In these studies, low-dosed aspirin (81 mg) has a positive effect by either reducing relapses, reducing CRC-specific deaths and/or reducing the overall mortality.
Since Chan publication, successor studies and overview work have confirmed the advantageous role of using aspirin in patients with CRC in the history. 3-7 In these studies, low-dose aspirin (81 mg) has a positive effect by either reducing relapses, reducing CRC-specific deaths and/or reducing the overall degree. Of course, the potential advantages of aspirin against the risks of mild bruises, internal bleeding of the gastrointestinal tract and hemorrhagic risks, including strokes in older people, must be weighed. predominates. 9 Every patient should be extensively informed about the risks and monitored on possible side effects of aspirin.
Those of us who deal with integrative oncology spend a lot of time to understand how nutrition, microbiota, sleep, movement and spirit-body practices influence the risk of cancer or recurrence. All of these are essential efforts to improve the current quality of life and durability of our patients. Much of our education and working with every patient includes big changes in nutrition or lifestyle. Much of it also requires a level of commitment that can or not be peculiar to each patient. Ultimately, it is our goal to help our patients a good and long life. For this purpose, we have to remember to consider baby aspirin as a simple, evidence-based, non-toxic intervention for our patients with CRC in history.

  1. National Cancer Institute. Several and rectal cancer: Seer Stat Fact Sheets. http://seer.cancer.gov/statfacts/html/colorect.html . Accessed on October 27, 2016.
  2. Chan at, Ogino S, Fuchs CS. Use of aspirin and survival for the diagnosis of colon cancer. Jama . 2009; 302 (6): 649-658.
  3. Goh Ch, Leong WQ, Chew Mh, et al. Postoperative Aspiring Brain and Colorectal Cancer-specific survival in patients with colon cancer in the I-III stage. anti-cancer-res . 2014; 34 (12): 7407-7414.

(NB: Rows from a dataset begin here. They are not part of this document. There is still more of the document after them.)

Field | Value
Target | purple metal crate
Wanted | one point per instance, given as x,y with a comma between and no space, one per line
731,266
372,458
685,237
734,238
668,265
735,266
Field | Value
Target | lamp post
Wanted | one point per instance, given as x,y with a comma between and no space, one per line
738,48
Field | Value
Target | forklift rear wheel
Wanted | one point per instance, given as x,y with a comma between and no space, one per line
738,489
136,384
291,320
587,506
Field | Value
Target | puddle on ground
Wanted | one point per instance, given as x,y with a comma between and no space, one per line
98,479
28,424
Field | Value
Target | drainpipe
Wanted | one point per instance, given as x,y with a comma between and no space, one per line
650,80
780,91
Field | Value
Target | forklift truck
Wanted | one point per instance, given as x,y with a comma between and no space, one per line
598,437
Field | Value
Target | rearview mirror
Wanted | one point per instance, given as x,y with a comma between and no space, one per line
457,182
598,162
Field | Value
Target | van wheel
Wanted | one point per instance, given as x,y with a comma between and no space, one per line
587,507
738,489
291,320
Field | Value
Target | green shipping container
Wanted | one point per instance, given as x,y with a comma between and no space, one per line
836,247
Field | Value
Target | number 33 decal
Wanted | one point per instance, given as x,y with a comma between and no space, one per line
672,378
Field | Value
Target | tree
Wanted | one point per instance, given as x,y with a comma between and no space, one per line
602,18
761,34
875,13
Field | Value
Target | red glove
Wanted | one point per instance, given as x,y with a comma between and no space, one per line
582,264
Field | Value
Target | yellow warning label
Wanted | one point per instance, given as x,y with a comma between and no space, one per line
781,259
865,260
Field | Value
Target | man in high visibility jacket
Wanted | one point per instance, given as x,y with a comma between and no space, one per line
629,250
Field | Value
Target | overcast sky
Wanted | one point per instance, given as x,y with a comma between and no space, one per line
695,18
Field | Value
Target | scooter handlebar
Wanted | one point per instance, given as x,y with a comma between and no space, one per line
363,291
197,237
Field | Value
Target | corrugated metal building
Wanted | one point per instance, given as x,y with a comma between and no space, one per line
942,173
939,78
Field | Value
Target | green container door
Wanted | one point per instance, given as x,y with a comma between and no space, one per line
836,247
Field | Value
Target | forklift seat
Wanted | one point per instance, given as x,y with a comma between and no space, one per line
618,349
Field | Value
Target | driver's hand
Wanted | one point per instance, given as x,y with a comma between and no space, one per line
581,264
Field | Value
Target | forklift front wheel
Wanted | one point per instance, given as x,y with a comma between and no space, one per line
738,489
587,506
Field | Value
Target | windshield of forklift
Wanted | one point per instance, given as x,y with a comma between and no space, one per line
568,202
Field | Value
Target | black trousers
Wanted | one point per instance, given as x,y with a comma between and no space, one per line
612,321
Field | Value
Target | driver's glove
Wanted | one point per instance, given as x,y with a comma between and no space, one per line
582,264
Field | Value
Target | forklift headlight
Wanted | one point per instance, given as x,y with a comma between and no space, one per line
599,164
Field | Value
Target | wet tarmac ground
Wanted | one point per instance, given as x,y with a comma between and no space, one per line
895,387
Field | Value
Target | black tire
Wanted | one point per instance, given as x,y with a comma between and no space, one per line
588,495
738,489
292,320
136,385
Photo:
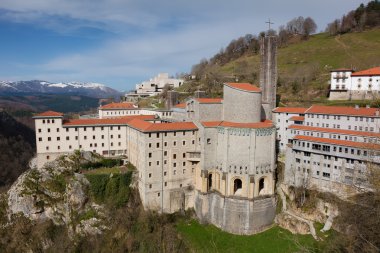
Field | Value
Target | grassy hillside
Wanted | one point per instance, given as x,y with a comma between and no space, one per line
303,66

  4. Reimers MS, Bastiaannet E, van Herk-Sukel Mpp, et al. j am Geriatr Soc . 2012; 60 (12): 2232-2236.
  5. Bastiaannet E., Sampieri K., Dekkers Om, et al. The use of aspirin after diagnosis improves the survival of colon cancer patients. br j Krebs . 2012; 106 (9): 1564-1570.
  6. Ye XF, Wang J, Shi WT, He J. Connection between the use of aspirin after the diagnosis of colon cancer and the survival of the patient: a meta -analysis of observation studies. br j Krebs . 2014; 111 (11): 2172-2179.
  7. Li P, Wu H, Zhang H, et al. The use of aspirin after diagnosis, but not before diagnosis, improves established survival in colon cancer: a meta-analysis. intestine . 2015; 64 (9): 1419-1425.
  8. Whitlock EP, Burda Bu, Williams SB, Guirguis-Blake JM, Evan's CV. Bleeding risks when using aspirin for primary prevention in adults: a systematic review for the US Preventive Services Task Force. ann internal med . 2016; 164 (12): 826-835.
  9. Whitlock EP, Williams SB, Burda Bu, Fightner A, Beil T, Ed. Aspirin Use in Adults: Cancer, All-Cause Mortality, and Harms: A Systematic Evidence Review for the Us Report No.: 13-05193-ef-1. Task Force for preventive services. Rockville, MD: Agency for Research and Quality in Health Care (USA); Us Preventive Services Task Force Evidence Syntheses, formerly Systematic Evidence Reviews; 2015.